GENDER RENDERS LEGAL ISSUES
Byline: Vicki M. Young
NEW YORK — Its sheer enormity gives it greater visibility, but Wal-Mart is one of several large retailers to be hit with suits for discrimination by current and former employees.
In September 1997, the Home Depot agreed to pay $87.5 million to settle a California class-action lawsuit involving gender discrimination claims, as well as reaching agreements in principle to resolve three remaining discrimination suits. The settlement was reached during a court-ordered mediation in the California suit. Terms of the settlement were not disclosed and Home Depot did not admit to any wrongdoing. All four suits were filed by women who complained that they were not given the same opportunity for advancement as men.
The California suit, filed by four named plaintiffs, was granted class-action status and was set for trial if mediation had not proved successful. It involved allegations of discrimination in 150 Home Depot stores in 10 western states.
In one of the other cases that also reached a settlement, Carol Ann Griffin filed a lawsuit against Home Depot in a Louisiana federal court in New Orleans, charging gender discrimination. She said in the lawsuit that she wasn’t allowed to use skills learned from her 15 years experience as a home construction and design consultant, and charged that Home Depot reserves its more “desirable” jobs for men. The federal Equal Employment Opportunity Commission joined in her action, suing 310 Home Depot stores east of the Mississippi.
In a still-pending case before a Manhattan federal court, the EEOC in June 1999 filed a lawsuit against Venator Group Inc., charging the company with laying off hundreds of employees at its now defunct F.W. Woolworth operation because of their age. The lawsuit that was filed included 54 plaintiffs. They alleged in court papers that employees over 40 years old were “disproportionately” targeted for layoffs beginning in September 1995 until the five-and-dime chain store shut its doors in October 1997. The EEOC also alleged that many of the fired employees were then replaced by younger individuals hired from the outside. The lawsuit said that the unlawful employment practice was implemented on a nationwide basis by Woolworth store managers and approved by the company’s human resources personnel. The allegations did not involve any of Venator’s other operating divisions. A trial date has not yet been set in the case.
Including similar past lawsuits seeking class-action status from other high profile names such as Texaco, one might think that employers have figured out what to do correctly to avoid the risk of discrimination suits.
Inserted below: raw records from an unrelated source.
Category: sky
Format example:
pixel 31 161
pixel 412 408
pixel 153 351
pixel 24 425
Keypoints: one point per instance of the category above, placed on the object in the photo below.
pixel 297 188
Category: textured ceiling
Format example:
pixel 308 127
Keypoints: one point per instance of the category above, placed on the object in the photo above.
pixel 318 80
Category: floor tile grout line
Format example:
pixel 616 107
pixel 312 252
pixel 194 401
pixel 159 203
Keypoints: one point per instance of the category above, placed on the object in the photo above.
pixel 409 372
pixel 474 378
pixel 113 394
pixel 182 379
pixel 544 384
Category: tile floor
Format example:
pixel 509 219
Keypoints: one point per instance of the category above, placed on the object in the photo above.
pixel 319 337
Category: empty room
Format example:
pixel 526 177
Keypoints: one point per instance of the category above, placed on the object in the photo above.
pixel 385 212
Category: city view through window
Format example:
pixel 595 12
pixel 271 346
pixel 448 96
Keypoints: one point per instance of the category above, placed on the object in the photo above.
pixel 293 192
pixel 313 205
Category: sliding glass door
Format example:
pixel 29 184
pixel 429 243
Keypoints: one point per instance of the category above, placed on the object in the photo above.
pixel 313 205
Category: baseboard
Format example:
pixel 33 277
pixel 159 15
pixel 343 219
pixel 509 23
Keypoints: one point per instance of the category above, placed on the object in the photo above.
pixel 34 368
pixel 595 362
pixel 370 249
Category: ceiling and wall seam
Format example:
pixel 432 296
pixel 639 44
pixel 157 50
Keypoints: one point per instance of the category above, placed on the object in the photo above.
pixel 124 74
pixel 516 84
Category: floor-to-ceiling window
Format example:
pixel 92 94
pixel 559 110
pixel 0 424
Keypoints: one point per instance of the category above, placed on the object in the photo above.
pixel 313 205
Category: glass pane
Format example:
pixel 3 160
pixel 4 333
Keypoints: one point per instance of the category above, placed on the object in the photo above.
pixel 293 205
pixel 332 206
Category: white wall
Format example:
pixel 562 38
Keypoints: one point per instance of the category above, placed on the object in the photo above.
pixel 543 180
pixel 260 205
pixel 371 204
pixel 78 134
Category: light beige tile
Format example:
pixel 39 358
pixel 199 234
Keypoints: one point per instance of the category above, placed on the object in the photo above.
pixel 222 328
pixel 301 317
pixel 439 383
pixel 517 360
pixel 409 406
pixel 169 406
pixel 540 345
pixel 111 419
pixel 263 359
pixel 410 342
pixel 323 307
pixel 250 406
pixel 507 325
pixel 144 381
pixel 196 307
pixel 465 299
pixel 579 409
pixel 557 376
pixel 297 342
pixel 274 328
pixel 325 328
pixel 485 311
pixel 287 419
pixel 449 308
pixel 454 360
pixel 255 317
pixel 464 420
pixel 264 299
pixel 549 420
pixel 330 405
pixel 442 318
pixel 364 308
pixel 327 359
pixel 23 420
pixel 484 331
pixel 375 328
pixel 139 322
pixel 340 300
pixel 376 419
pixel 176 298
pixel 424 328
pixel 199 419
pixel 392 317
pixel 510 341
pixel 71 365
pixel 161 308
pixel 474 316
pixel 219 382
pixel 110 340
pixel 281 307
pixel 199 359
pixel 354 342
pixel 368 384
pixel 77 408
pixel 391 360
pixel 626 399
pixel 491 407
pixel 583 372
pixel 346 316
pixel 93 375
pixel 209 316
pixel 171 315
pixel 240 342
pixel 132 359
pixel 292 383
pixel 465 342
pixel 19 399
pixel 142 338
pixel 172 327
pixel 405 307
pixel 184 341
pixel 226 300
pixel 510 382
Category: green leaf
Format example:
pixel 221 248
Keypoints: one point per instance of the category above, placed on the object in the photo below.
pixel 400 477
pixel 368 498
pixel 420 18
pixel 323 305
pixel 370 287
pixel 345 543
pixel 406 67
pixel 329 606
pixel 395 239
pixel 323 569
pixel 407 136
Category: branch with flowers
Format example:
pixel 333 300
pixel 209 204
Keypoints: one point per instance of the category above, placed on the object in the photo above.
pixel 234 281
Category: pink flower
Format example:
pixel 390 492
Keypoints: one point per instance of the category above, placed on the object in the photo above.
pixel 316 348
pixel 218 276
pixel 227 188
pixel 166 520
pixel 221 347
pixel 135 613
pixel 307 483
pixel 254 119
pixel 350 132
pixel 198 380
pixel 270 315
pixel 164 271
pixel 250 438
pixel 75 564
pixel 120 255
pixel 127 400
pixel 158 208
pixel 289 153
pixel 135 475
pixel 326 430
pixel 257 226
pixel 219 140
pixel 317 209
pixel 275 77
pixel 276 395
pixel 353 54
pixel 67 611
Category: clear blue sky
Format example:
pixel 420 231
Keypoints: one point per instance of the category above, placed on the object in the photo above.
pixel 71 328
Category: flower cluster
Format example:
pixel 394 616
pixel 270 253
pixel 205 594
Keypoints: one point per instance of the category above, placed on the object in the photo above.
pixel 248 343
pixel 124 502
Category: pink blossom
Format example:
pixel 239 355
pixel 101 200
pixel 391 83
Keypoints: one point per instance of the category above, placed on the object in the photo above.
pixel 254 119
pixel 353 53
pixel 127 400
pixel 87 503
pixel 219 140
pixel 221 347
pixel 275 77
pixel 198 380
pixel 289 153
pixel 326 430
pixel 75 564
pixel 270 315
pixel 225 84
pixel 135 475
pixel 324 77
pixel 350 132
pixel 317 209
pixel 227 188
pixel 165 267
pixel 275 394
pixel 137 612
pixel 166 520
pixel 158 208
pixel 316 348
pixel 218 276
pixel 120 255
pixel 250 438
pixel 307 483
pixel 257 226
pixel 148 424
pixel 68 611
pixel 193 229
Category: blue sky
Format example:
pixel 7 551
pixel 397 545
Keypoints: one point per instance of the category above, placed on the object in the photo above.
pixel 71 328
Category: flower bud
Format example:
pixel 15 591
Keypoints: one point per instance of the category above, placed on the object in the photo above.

Not so, according to Robin Frederick, partner in the labor and employment department at Shipman & Goodwin in Connecticut. “Why do we still have sexual discrimination lawsuits filed and why do these claims sustain themselves? People are still learning how to act properly in the workplace. In my practice, I am very busy as an employment lawyer. I don’t see that any of this has slowed down. In Connecticut, a significant portion of all cases in the federal district court here are employment-related cases,” she said.
Frederick noted that certain states, such as California, are known to have higher damage awards. The settled Home Depot action that resulted from court-ordered mediation originated in California. Betty Dukes’s lawsuit against Wal-Mart was filed in a federal district court in San Francisco.
She said that her advice to employers when conducting management training sessions is that they need to be fair and they need to look fair. “I’m not saying Wal-Mart was or wasn’t fair, but if asked what a company can do to prevent these types of lawsuits, then it is that the company has to be perceived to be and is treating employees fairly. Companies have to make sure that the policies comply with all the laws in the jurisdiction that they operate in, that the policies are clear so people understand them and that the policies have to be disseminated electronically or in hard copies.” She noted that her clients often look to see what other employers in the same field are doing, whether its about time off or family values.”
Michael Thrope, a labor partner in the Phillips Nizer Benjamin Krim & Ballon law firm in New York, added, “Our basic advice to management is to promulgate and implement lawful effective personnel policies concerning nondiscrimination, sexual harassment and all other conduct on the job. Companies need to have policies which tell employees what is expected of them and what the employer will do for them. Employers also need to formulate effective internal dispute resolution procedures. Employees should feel that they have an outlet to air their grievances, but they also need to know what those policies are at a particular workplace. If the policies are in place and are followed, that is a defense against an attack by a current or former employee.”
Thrope noted that while the Wal-Mart suit serves as the latest wakeup call to employers about the necessity of having nondiscriminatory policies in place, he doesn’t expect that it will do much to change the litigation landscape.
“These suits will still keep coming because it is a very lucrative area of law. Most of these cases are settled, and the legal fees [can be] gigantic. In the Home Depot settlement, of the $87.5 million, $65 million went to the class and $22.5 million went to the attorneys,” Thrope noted.
Thrope predicted that if class certification is not obtained, the lawsuit against the retailer will likely be settled.